Hospital analytics optimize healthcare provider networks by analyzing a variety of data. These data insights help minimize losses from insurance claims, preventing fraud and improving service delivery.
Patient Satisfaction
Patient satisfaction is less concerned with medical care than patients’ expectations, formulated based on prior experiences, narratives, social cues, and more. When those expectations are met, patients are satisfied with their hospital experience.
For example, hospitals can use analytics to predict when they’ll be busier so they can staff appropriately to prevent long wait times. They can also use software to store records electronically, improving productivity and eliminating the need to transport paper between facilities.
Additionally, healthcare organizations can adjust their treatment protocols by using healthcare analytics to identify which hospital inpatients are likely to overstay their initial admittance. This minimizes overstays, reduces costs, and frees up limited hospital resources. It also helps payers negotiate better contracts with their providers.
Utilization Management
Utilization management (UM) is the process that makes sure patients receive medical treatment and services when they’re needed but at a reasonable cost. It involves analyzing a patient’s case and proposed treatment to ensure they’re necessary and effective.
A key utilization management component is determining if a treatment plan will result in positive outcomes. This helps eliminate the overuse of healthcare resources, which can amplify costs and endanger patients. For example, if an original treatment plan isn’t working, a doctor may switch to a new procedure with better success rates for similar cases.
This analysis can help reduce denials and make UM more efficient.
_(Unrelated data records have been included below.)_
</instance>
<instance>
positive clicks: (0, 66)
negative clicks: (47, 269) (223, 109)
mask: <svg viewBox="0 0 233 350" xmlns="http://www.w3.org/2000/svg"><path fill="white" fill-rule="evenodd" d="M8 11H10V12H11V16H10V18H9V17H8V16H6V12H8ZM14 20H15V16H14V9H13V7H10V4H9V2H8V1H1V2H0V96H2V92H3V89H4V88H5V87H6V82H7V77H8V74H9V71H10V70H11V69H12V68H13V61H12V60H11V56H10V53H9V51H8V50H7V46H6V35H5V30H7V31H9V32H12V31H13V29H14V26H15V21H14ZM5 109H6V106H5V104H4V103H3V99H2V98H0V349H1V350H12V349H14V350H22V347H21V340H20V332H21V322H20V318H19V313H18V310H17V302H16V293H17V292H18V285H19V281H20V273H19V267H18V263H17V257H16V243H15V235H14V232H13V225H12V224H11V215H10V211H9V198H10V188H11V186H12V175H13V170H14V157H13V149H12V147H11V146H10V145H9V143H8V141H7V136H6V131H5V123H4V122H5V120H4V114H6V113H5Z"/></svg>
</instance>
However, a well-trained staff must properly conduct and document these reviews and analyze data.
Patient Safety
Despite the best efforts of healthcare professionals, human error remains a major cause of patient safety issues. Hospital data analytics helps mitigate such errors by ensuring that all medical information is readily available to doctors and patients. This also reduces the time it takes to complete various tasks. It eliminates the need to manually enter and track data, thus allowing healthcare professionals to focus on other crucial tasks. In addition to reducing human error, healthcare data analytics can help hospitals ensure that all patients get the right treatment for their condition. This is achieved by analyzing patient data and identifying patterns of symptoms, illnesses, or conditions.
This allows healthcare providers to identify potential risks and provide preventative measures before the problem escalates. It also helps reduce the number of patients who overstay in hospital, which can increase costs and divert resources from other pressing healthcare needs. Healthcare analytics helps healthcare facilities avoid overstaying by predicting patient details, doctor schedules, bed allocation, and medicine supplies, among other variables.
Financial Performance
Data analytics in healthcare provides several benefits for hospitals and patients. The predictive models developed by data analysts help optimize staffing, predict operating room demands, streamline pharmaceutical supplies, and reduce healthcare costs for organizations.
Hospitals need help with issues such as delays in patient admission, non-availability of doctors, and mismanaged supply of medicines.
Moreover, the software helps predict the timing of peak hours for patient admissions so that hospital management can hire additional staff to meet this demand. This reduces patients’ waiting time and ensures healthcare professionals abide by proper nurse-to-patient ratio guidelines. Medical data analytics can also help identify potential fraud by detecting duplicate or phantom expenses on the financial reports. This reduces insurance claims the hospital makes and helps eliminate unnecessary spending.